Exploiting WhatsApp’s Retransmission Vulnerability: A Real-Life Attack Scenario

Here is a possible scenario:

  • Alice lives in an oppressive government. She communicates with journalist Jonas over WhatsApp with the intent to leak information about a political scandal.
  • Afraid of being revealed, Alice one day panics and destroys her phone without telling Jonas.
  • A day later, Jonas sends her a message ‘Is it okay if I name Bob as the source?’. Alice of course doesn’t receive that message because her phone is gone.
  • The government instructs the telecommunication service provider to identify a new phone as having Alice’s number. They go back online, verify to WhatsApp that they own Alice’s phone number and announce a new keypair so that they can read any messages that are sent to ‘Alice’ in the future.
  • Jonas’ WhatsApp recognizes that Alice seems to be back online with a new key. Because the last message hasn’t been transmitted yet, Jonas’ WhatsApp will automatically resend that message and encrypt it with the new key. (If Jonas has turned on his security notifications, he will be told that Alice has a new key, but he won’t be asked if it’s safe to re-encrypt the message for the new key.)
  • The government can now read Jonas’ latest message and learns that Bob leaked the information.

Tobias Boelter explains this in a similar way in his blog post:

Imagine you dump your phone into the ocean and only a month later you get a new phone. Then during this one month time period, some friends might’ve sent you messages. In WhatsApp, your friends’ phones are being instructed to automatically re-encrypt and retransmit. But they don’t know if they are sending the messages indeed to you or the government. Then, and only if your friends specifically asked WhatsApp to do so, they will see a warning that there could’ve been something shady going on. Signal, on the other hand, will tell your friends something like ‘there might’ve been something shady going on. Do you want to resend your message?’

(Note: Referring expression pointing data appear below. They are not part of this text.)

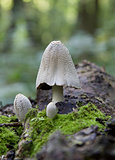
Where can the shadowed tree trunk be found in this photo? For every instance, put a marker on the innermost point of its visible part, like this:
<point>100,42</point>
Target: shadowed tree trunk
<point>15,16</point>
<point>88,15</point>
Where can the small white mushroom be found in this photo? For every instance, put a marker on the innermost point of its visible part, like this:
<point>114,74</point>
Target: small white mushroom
<point>21,106</point>
<point>57,70</point>
<point>51,110</point>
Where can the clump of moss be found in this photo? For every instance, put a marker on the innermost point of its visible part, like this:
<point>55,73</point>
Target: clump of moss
<point>43,127</point>
<point>8,136</point>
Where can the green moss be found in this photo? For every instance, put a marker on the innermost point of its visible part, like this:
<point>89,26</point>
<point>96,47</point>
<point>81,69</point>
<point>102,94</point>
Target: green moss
<point>9,137</point>
<point>43,127</point>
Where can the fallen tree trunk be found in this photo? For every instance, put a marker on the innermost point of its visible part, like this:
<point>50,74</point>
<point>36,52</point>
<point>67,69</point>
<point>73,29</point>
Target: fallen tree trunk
<point>98,87</point>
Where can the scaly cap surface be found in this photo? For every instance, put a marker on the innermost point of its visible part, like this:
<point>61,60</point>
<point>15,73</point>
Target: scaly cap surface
<point>57,67</point>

Currently, there is no setting in WhatsApp that needs a sender to confirm if they want to re-encrypt a message for a changed key if the message has not been delivered yet. However, if the message has been delivered, the sender can’t be tricked into re-encrypting it.

As I understand it, Facebook is concerned that adding a confirmation dialog for retransmission with changed keys impacts the user experience in a way that drives WhatsApp users away to less secure messengers, having an overall negative impact on people’s security. On the other hand, Boelter argues that the added security of such a feature outweighs the minor impact on usability.